Pick up that pencil! In an era where computers are becoming more and more used in artworks and drawing seems a medium of the past, we look at two publications that exhibit the importance and weight of the art form that is drawing. With one looking at the contemporary impressions of drawing the human form, the other looks at the origins and impact of drawing in 1960’s America.
Drawing People: The Human Figure in Contemporary Art Published by D.A.P./Distributed Art Publishers, Inc. Text by Roger Malbert
Featuring over 70 contemporary artists from around the world, Drawing People: The Human Figure in Contemporary Art is an in-depth look at how contemporary artists draw the human figure. Packed with drawings in pencil, ink, watercolor, charcoal and crayon, this publication dives into the world of drawing, looking not only at the medium itself but also into the artists individual styles, approach and narratives found within the works. The book features five chapters – “Body”,”Self”, “Personal Lives”, “Social Reality” and “Fictions” to cover as much ground as possible, showing works from Louise Bourgeois, Francesco Clemente, Adam Dant, Marlene Dumas, Dr. Lakra, Paul McCarthy, Nalini Malani, Wangechi Mutu and Raymond Pettibon to name a few. An absolute must for any art students and practicing artists!
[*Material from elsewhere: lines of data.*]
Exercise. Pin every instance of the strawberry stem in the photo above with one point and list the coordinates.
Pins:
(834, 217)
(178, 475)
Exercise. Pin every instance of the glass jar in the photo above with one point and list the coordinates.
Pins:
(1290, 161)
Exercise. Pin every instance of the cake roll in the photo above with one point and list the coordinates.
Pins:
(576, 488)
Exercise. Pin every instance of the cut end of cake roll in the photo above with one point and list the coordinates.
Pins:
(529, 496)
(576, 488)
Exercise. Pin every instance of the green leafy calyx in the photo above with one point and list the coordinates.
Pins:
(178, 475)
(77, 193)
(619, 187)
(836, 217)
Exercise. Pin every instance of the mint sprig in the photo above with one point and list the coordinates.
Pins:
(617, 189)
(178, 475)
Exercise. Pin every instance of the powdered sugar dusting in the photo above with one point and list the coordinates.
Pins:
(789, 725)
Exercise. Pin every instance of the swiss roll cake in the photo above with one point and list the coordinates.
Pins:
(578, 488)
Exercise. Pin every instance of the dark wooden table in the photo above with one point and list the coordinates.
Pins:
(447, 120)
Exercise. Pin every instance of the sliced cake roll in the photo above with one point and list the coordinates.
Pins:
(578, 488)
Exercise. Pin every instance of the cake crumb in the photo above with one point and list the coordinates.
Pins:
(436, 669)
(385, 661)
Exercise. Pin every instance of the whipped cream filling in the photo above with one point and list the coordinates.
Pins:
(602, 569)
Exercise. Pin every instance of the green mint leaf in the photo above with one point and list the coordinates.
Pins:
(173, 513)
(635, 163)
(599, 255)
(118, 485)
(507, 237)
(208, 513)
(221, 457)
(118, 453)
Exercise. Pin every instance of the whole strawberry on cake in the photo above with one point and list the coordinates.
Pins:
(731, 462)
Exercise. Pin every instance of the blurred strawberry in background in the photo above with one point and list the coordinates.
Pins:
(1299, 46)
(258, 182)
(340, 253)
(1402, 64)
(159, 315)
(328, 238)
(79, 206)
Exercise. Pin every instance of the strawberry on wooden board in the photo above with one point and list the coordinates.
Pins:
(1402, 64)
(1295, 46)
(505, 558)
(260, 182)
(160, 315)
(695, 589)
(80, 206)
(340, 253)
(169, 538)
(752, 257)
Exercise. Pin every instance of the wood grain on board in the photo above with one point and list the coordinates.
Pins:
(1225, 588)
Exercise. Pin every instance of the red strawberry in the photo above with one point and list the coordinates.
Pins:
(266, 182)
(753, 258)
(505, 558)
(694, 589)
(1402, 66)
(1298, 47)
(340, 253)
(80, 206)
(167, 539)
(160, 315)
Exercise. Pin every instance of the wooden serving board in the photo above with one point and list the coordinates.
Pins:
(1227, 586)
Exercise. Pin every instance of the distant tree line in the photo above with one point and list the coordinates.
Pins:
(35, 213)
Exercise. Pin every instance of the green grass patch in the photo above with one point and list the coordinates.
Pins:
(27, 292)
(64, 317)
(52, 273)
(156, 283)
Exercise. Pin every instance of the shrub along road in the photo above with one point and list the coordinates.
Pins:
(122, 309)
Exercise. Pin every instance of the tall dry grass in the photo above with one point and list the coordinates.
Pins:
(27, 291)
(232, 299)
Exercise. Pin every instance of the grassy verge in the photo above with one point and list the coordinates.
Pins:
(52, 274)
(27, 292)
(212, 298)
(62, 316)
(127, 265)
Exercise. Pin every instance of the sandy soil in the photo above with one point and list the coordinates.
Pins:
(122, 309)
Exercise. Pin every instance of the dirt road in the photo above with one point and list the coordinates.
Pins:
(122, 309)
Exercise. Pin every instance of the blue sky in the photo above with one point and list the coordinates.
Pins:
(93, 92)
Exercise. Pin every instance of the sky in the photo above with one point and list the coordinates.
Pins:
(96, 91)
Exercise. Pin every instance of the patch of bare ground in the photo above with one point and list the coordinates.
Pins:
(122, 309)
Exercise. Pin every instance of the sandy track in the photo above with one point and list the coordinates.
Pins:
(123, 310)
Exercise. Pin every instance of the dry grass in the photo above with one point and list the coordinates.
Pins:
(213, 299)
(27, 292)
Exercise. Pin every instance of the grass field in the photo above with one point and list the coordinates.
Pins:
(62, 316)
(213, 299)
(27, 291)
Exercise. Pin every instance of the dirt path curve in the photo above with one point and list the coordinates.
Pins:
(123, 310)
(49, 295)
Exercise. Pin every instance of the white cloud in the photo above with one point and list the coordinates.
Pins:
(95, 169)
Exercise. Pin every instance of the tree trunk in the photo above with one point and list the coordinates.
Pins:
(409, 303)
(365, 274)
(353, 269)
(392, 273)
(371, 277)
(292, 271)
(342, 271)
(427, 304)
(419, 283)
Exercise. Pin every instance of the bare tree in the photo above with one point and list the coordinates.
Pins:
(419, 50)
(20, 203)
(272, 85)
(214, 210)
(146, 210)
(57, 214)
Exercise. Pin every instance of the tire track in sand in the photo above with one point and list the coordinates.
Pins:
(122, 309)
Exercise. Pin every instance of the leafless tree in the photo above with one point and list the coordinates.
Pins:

Drawing Then: Innovation and Influence in American Drawings of the Sixties. Text by Text by Richard Shiff, Robert Storr, Mei-mei Berssenbrugge, Suzanne Hudson, Roni Feinstein, Anna Lovatt, Griselda Pollock
Investigating the revolutionary advancements of drawing as an artistic medium, which emerged in the USA during a time of intense social and political upheaval, Drawing Then: Innovation and Influence in American Drawings of the Sixties is inspired by The Museum of Modern Art’s 1976 exhibition “Drawing Now”. Featuring 70 works from 39 artists, the publication shows many works, around 50%, that were not originally exhibited in the 1976 exhibition. As well as featuring artists such as Josef Albers, Mel Bochner, Chuck Close, Dan Flavin, Eva Hesse, Jasper Johns, Ellsworth Kelly, Sol LeWitt, Roy Lichtenstein to name just a selection, the book also features a newly commissioned work by Mei-mei Berssenbrugge, as well as rare archival material.